S.L.: For us, conscious retailing means choosing partners that align with our company core values. When we choose products for the B3 Shop, we look for the vendors to meet one or (preferably) more of the following: a give-back component, female-owned, sustainably and ethically made, health-conscious, and/or like-minded in core values.
For example, Dear Survivor, a company that makes gorgeous earrings and necklaces, is dedicated to helping human-traffic survivors, and all their products are handmade in San Diego. The makers of the wildly popular bracelets we sell are handmade in Nepal and come to us from Aid Through Trade, a company whose goal is to empower the lives of women through ethical, fair and sustainable employment. DYI and Beyond Yoga, our two most popular leggings brands, are both female-owned and operated, made in the U.S. and committed to promoting body positivity.
We’re always looking for new partners who align with our core values — and finding them is a process. We personally vet each and every company, building strong relationships with the owners, verifying that their workers are paid fair wages, and testing the products ourselves. We’re even beginning to personally tour the factories where the products are made.
As a company that values learning above all else, we are constantly growing and evolving our approach to conscious retailing. For example, while we put a high value on products that are made in the U.S., we also understand that products can be made elsewhere and still align with our core values. We also recognize that there is a need for a greater range of sizes within athleisure products in general, so while we currently offer sizes XS through XL, we are working with partners toward a goal of including a broader range of sizes. We’re even in discussions to move some products we love to different factories so that they better align with our core values. As we see it, the foundation of conscious retailing is being purposeful about learning as we grow in this sector.
There’s another level to conscious retailing, too: creating a collection that meets our client’s standards and values. Our client could shop anywhere; it is a privilege when she chooses to shop with us, and with that privilege comes a responsibility to give her what she’s looking for. The Barre3 client cares about how she’s spending her money. She wants quality, sustainability and value, and she wants to know who her products are made by and how and where they’re produced. It is our job to make sure that every product we sell to her both feels good on her skin and makes her feel good in her skin.
WWD: How would you describe the typical Barre3 customer?

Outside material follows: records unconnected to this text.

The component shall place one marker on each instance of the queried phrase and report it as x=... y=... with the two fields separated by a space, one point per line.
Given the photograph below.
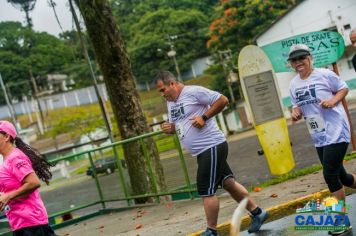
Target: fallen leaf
x=257 y=189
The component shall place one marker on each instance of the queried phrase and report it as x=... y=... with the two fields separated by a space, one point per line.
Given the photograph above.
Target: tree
x=48 y=55
x=26 y=6
x=115 y=65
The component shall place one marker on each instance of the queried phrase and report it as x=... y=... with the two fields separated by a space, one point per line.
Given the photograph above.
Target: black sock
x=256 y=212
x=214 y=231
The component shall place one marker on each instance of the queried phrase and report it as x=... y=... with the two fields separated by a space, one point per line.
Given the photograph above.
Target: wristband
x=205 y=117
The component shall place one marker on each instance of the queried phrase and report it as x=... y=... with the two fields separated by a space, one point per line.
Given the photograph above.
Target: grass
x=297 y=173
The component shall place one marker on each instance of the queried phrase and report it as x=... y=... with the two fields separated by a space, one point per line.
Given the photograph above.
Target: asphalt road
x=285 y=226
x=248 y=166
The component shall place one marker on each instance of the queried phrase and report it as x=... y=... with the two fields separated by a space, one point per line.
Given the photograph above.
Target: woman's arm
x=29 y=184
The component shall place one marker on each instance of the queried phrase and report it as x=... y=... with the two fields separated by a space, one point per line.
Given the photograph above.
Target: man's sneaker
x=257 y=221
x=208 y=233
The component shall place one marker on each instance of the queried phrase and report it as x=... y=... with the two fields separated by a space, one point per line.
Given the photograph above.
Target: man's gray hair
x=166 y=77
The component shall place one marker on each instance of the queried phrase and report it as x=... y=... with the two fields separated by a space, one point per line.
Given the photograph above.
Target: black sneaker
x=208 y=232
x=257 y=221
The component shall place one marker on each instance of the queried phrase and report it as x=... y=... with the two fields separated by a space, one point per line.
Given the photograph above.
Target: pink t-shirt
x=25 y=211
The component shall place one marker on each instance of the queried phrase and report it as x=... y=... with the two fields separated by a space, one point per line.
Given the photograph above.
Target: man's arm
x=168 y=128
x=215 y=108
x=341 y=94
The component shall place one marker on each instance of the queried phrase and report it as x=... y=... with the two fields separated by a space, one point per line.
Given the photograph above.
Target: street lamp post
x=172 y=54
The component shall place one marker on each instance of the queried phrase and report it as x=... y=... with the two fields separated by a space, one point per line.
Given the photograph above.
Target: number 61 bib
x=315 y=124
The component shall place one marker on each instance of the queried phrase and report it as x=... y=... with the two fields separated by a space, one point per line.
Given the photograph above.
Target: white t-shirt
x=326 y=126
x=195 y=101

S.L.: Our client is a high-performing female who’s educated, family-oriented, professional, athletic and fit-minded. Her “stats” are incredibly broad — she’s between 18 and 80 years old, and she lives literally all over the world. She’s defined more by a mind-set than traditional demographics. She lives consciously and with intention. She cares about being mindful, living authentically and being comfortable in her own skin. She’s conscious of what she’s feeding her family, she’s involved in her community and the environment. She has a developed aesthetic and appreciates fashion and design. As a high-performer, she’s busy and sometimes stressed. We’re always thinking of this woman when we choose products for our retail collection.
WWD: How would you describe the business culture of the company?

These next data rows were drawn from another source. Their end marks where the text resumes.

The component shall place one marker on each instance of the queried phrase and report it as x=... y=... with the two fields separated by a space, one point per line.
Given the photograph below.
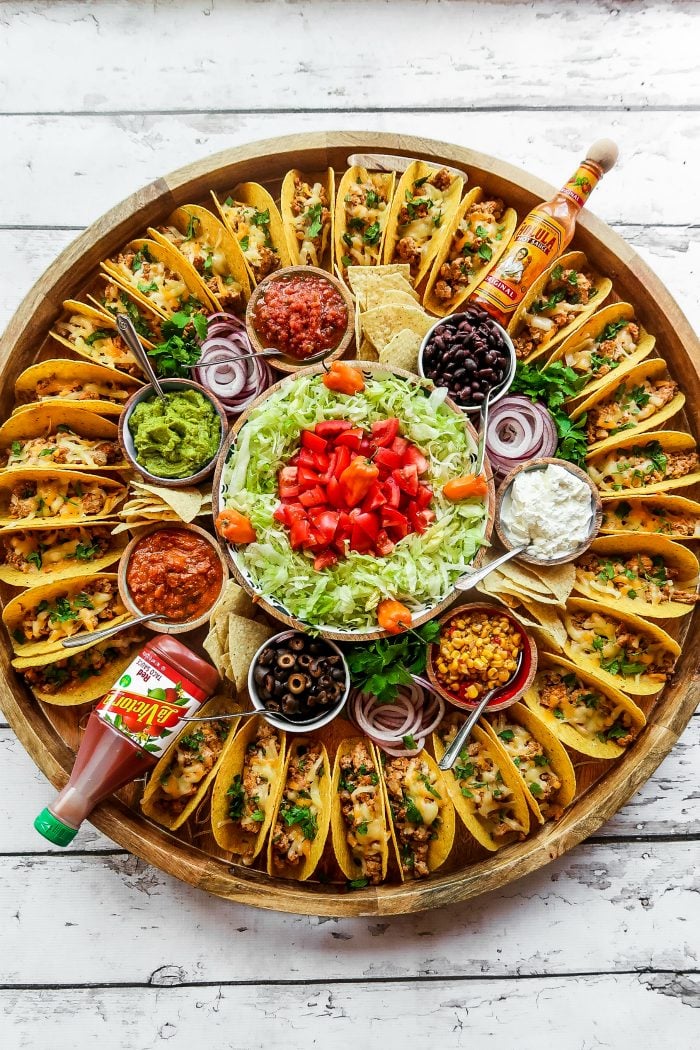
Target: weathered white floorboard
x=572 y=1013
x=601 y=907
x=346 y=54
x=105 y=158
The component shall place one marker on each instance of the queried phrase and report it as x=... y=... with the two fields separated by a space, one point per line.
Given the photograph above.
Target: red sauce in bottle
x=129 y=730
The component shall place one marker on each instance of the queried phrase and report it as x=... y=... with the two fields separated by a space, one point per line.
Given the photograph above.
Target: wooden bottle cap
x=603 y=152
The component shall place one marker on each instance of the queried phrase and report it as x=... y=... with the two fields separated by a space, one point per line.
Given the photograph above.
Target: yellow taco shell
x=566 y=731
x=637 y=685
x=576 y=260
x=430 y=300
x=229 y=834
x=154 y=801
x=377 y=831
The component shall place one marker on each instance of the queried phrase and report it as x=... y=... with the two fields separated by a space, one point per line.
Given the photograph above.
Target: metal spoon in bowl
x=451 y=755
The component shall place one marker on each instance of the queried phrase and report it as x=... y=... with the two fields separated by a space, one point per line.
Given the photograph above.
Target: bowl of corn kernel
x=478 y=649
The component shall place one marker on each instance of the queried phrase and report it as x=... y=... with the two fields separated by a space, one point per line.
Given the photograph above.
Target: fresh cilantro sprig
x=380 y=668
x=551 y=386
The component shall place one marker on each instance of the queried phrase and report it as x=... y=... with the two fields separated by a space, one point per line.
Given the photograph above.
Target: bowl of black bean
x=297 y=681
x=470 y=354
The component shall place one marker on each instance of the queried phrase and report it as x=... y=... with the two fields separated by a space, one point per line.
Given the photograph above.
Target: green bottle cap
x=55 y=830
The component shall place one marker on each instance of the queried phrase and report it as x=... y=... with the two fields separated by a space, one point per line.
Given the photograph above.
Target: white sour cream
x=549 y=510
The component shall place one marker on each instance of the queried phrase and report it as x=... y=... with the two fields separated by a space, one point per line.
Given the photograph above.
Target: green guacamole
x=175 y=439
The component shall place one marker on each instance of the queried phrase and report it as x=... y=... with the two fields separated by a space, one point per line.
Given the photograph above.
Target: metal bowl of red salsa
x=176 y=570
x=301 y=311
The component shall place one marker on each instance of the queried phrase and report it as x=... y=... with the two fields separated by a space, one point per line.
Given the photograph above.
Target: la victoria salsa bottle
x=542 y=236
x=129 y=730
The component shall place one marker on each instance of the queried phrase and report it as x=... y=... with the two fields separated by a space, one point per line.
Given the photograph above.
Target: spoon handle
x=130 y=336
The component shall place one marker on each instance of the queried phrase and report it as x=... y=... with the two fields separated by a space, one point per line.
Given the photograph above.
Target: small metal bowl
x=503 y=499
x=126 y=440
x=501 y=389
x=510 y=693
x=291 y=363
x=275 y=717
x=168 y=626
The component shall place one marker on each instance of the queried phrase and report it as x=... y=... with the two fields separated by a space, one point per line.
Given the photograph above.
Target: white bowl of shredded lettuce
x=420 y=571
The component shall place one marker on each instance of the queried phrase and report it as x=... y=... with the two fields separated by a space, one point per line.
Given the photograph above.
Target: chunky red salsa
x=302 y=315
x=175 y=572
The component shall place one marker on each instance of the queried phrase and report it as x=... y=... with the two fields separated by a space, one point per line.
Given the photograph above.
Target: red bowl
x=510 y=693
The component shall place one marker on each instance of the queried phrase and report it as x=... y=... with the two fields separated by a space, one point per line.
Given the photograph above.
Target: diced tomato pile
x=319 y=503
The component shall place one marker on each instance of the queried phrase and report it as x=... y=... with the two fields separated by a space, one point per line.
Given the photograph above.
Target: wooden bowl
x=277 y=610
x=596 y=511
x=126 y=440
x=512 y=692
x=168 y=627
x=284 y=363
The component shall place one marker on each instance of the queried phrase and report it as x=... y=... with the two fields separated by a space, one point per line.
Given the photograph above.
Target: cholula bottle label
x=149 y=702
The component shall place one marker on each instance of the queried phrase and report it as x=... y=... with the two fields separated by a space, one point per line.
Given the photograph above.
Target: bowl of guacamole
x=175 y=442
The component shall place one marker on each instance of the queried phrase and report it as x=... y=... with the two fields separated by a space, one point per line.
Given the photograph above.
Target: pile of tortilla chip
x=154 y=503
x=535 y=593
x=237 y=630
x=389 y=320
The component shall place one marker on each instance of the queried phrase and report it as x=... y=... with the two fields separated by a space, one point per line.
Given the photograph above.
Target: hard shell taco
x=184 y=773
x=424 y=205
x=362 y=210
x=671 y=516
x=654 y=462
x=609 y=343
x=548 y=776
x=252 y=217
x=620 y=648
x=306 y=204
x=65 y=383
x=157 y=275
x=45 y=554
x=641 y=398
x=649 y=575
x=56 y=498
x=212 y=252
x=358 y=815
x=558 y=302
x=87 y=673
x=39 y=620
x=302 y=816
x=91 y=334
x=586 y=713
x=63 y=437
x=474 y=240
x=421 y=815
x=247 y=789
x=485 y=786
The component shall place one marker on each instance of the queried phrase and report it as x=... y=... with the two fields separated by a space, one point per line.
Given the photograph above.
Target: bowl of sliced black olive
x=299 y=681
x=470 y=354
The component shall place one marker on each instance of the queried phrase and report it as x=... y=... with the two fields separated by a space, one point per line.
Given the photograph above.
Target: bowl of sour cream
x=549 y=506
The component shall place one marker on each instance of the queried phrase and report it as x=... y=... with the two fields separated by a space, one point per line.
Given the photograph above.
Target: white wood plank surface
x=597 y=949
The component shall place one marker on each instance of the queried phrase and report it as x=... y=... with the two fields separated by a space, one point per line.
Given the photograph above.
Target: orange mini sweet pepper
x=343 y=378
x=235 y=527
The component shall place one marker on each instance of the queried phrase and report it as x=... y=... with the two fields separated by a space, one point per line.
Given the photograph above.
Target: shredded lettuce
x=420 y=571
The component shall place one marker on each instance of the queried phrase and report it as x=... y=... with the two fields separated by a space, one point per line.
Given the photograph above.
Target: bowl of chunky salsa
x=301 y=311
x=176 y=570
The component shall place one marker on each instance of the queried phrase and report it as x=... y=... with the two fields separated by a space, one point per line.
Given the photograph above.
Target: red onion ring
x=234 y=382
x=518 y=431
x=411 y=714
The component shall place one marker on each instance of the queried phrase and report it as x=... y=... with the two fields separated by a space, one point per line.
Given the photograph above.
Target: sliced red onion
x=518 y=431
x=410 y=714
x=234 y=382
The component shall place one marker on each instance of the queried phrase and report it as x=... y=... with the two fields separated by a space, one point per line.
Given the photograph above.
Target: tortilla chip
x=382 y=323
x=401 y=352
x=246 y=636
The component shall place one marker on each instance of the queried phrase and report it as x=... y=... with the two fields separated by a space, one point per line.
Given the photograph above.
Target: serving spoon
x=450 y=756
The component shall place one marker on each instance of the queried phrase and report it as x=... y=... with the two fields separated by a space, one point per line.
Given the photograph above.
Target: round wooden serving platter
x=50 y=734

S.L.: We are guided by core values: Everybody Matters, Give Generously, Make It Happen, Humbly Confident, Committed to Real, and Love of Learning. Our entire company is rallied around our mission: to teach people to be balanced in body and empowered from within. We extend that theme of empowerment into everything we do. We believe in empowering not just our clients but our entire company, including our 130-plus franchise owners and their staffs, our home-office team and our retail partners.
We are proud to be a company that was created by a woman, is run by women, and serves and empowers women around the world.